Dengan itu, sebelum proses penentuan nasib dilakukan pada tahun 1969 PEPERA (Penentuan Pendapat Rakyat), tepat 7 April 1967, Freeport, perusahaan pertambangan milik negara imperialis Amerika Serikat telah menandatangani Kontrak Karya Pertamanya dengan pemerintah Indonesia secara ilegal.
Klaim atas wilayah Papua Barat sudah dilakukan oleh kolonial Indonesia dengan kontrak pertama Freeport dua tahun sebelum PEPERA. Sehingga dari 809.337 rakyat Papua Barat yang memiliki hak suara, hanya 1026 orang yang sebelumnya sudah dikarantina dan cuma 175 orang yang memberikan pendapat. Secara sistematis, Kolonial Indonesia melakukan dua musyawarah yang tidak memiliki ketentuan hukum Internasional, yang mana harus “Satu orang satu suara” (One Man One Vote), yang telah diatur juga dalam New York Agreement secara hukum Internasional. Musyawarah untuk Mufakat melegitimasi Indonesia untuk melaksanakan PEPERA yang tidak demokratis, penuh teror, intimidasi dan manipulasi serta adanya pelanggaran HAM berat selama PEPERA berlangsung adalah bentuk tidak demokratisnya Indonesia. Sehingga, hasil manipulasi kolonial Indonesia atas Papua Barat sudah diatur dalam Resolusi SU PBB No. 2504 (XXIV) pada November 1969, dengan alasan kolonial Indonesia telah merebut dan merekayasa hasil PEPERA yang tidak demokratis dalam resolusi yang ilegal.
Keadaan dari manipulasi sejarah gerakan Rakyat Papua Barat oleh Kolonial Indonesia, masih terus berlangsung dengan teror, intimidasi, penahanan, diskriminasi, penembakan, bahkan pembunuhan terhadap rakyat Papua Barat terus terjadi hingga dewasa ini. Hak Asasi Rakyat Papua Barat tidak ada bernilai bagi Indonesia, kecuali penentuan nasib sendiri di tangan Rakyat Papua Barat.
Maka, dalam rangka peringatan 56 Tahun Perjanjian New York (New York Agreement) yang Ilegal,
Aliansi Mahasiswa Papua [AMP] Komite Kota Malang menyatakan sikap kami kepada Rezim Jokowi-Jusuf Kalla, Belanda, Amerika Serikat dan PBB untuk segera:
1. Memberikan Kebebasan dan Hak Menentukan Nasib Sendiri sebagai Solusi Demokratis bagi Rakyat West Papua.

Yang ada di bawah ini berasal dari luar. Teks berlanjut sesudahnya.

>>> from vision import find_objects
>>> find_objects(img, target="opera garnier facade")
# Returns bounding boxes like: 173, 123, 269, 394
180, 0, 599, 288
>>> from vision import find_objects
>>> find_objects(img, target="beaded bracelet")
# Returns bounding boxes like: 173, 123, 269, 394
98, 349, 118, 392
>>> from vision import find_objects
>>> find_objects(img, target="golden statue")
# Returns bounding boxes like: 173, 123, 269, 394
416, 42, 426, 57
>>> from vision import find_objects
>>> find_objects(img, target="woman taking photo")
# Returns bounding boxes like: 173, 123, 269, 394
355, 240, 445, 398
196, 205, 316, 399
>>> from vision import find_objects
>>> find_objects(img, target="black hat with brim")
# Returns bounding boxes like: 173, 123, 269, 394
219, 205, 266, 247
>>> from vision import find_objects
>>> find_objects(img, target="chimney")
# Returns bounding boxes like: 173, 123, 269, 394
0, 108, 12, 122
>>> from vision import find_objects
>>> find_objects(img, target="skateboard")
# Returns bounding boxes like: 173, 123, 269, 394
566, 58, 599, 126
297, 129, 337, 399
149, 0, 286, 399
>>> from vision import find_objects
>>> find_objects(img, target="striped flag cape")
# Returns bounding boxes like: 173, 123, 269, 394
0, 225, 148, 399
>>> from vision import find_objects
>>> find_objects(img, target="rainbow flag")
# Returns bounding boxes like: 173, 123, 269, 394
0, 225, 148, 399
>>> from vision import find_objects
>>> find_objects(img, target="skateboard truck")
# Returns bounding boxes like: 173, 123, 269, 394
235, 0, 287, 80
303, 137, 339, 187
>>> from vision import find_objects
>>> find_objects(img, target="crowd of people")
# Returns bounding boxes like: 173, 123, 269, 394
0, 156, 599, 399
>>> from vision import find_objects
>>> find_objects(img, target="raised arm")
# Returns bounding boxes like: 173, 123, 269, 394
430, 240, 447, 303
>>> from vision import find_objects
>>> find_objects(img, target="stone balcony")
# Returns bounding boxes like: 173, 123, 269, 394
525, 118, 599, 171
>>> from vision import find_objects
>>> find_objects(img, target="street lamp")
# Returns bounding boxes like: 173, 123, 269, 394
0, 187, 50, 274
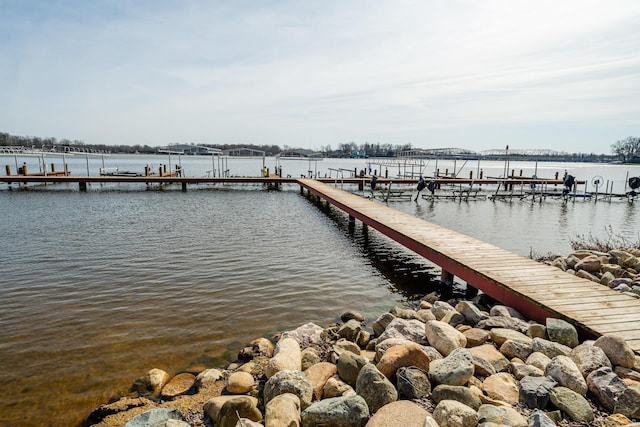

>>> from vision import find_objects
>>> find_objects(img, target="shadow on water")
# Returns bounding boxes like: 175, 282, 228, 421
302, 194, 467, 304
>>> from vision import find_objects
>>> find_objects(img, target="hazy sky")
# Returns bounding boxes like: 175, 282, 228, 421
0, 0, 640, 153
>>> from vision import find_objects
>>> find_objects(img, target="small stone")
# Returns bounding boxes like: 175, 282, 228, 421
547, 317, 579, 348
544, 356, 587, 396
550, 386, 595, 423
264, 370, 313, 409
569, 344, 611, 378
429, 348, 474, 385
463, 328, 491, 348
531, 338, 571, 359
511, 362, 544, 380
300, 347, 320, 371
389, 306, 416, 320
455, 301, 489, 325
371, 313, 396, 336
593, 335, 636, 368
162, 372, 196, 397
124, 408, 183, 427
431, 384, 482, 411
396, 366, 431, 399
604, 414, 633, 427
265, 337, 302, 378
527, 323, 549, 340
529, 410, 556, 427
525, 351, 551, 372
133, 368, 171, 395
356, 363, 398, 413
475, 316, 529, 334
301, 395, 369, 427
216, 396, 262, 427
204, 395, 258, 422
340, 311, 365, 322
587, 367, 627, 412
431, 301, 455, 320
614, 386, 640, 419
489, 304, 527, 321
433, 400, 478, 427
424, 320, 467, 356
338, 319, 362, 342
322, 375, 353, 399
491, 328, 532, 346
304, 362, 338, 400
365, 400, 431, 427
469, 344, 510, 372
196, 368, 222, 389
264, 393, 300, 427
482, 372, 519, 405
378, 317, 426, 344
500, 340, 533, 360
478, 405, 528, 427
376, 343, 431, 380
336, 351, 369, 387
227, 372, 255, 394
251, 338, 275, 357
519, 377, 558, 409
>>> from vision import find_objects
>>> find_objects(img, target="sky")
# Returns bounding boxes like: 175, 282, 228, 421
0, 0, 640, 153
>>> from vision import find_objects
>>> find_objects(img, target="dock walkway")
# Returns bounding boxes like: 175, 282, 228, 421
298, 179, 640, 353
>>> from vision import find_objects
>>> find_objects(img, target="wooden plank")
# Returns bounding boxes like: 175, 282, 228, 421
582, 313, 640, 325
538, 295, 629, 307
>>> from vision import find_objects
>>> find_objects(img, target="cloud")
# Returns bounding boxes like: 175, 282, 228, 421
0, 0, 640, 151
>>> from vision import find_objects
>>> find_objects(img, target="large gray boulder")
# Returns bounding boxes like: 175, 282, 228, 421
546, 317, 579, 348
356, 363, 398, 414
301, 395, 369, 427
544, 356, 588, 396
424, 320, 467, 356
429, 348, 474, 385
264, 370, 313, 409
587, 367, 627, 412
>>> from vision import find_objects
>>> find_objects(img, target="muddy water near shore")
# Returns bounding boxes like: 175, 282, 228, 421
0, 158, 640, 426
0, 188, 433, 426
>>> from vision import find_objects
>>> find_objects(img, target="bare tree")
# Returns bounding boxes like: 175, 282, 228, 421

2. Mengakui bahwa New York Agreement 15 Agustus 1962 merupakan kesepakatan yang tidak sah secara yuridis maupun moral tanpa keterlibatan wakil satu pun Rakyat Papua Barat.
3. Tarik Militer (TNI-Polri) Organik dan Non-Organik dari Seluruh Tanah Papua Barat.
4. Tutup Freeport, BP, LNG Tangguh, MNC, MIFEE, dan yang lainnya, yang merupakan dalang kejahatan kemanusiaan di atas Tanah Papua Barat.
5. PBB harus bertanggung jawab serta terlibat aktif secara adil dan demokratis dalam proses penentuan nasib sendiri, pelurusan sejarah, dan pelanggaran HAM yang terjadi terhadap bangsa West Papua.
6. Dijaminnya Kebebasan Jurnalis Nasional, Internasional dan akses terhadap informasi di Papua Barat.
Demikian pernyataan sikap ini dibuat, atas dukungan, pastisipasi dan kerjasama oleh semua pihak, kami ucapkan banyak terima kasih.
Salam Pembebasan Nasional Papua Barat!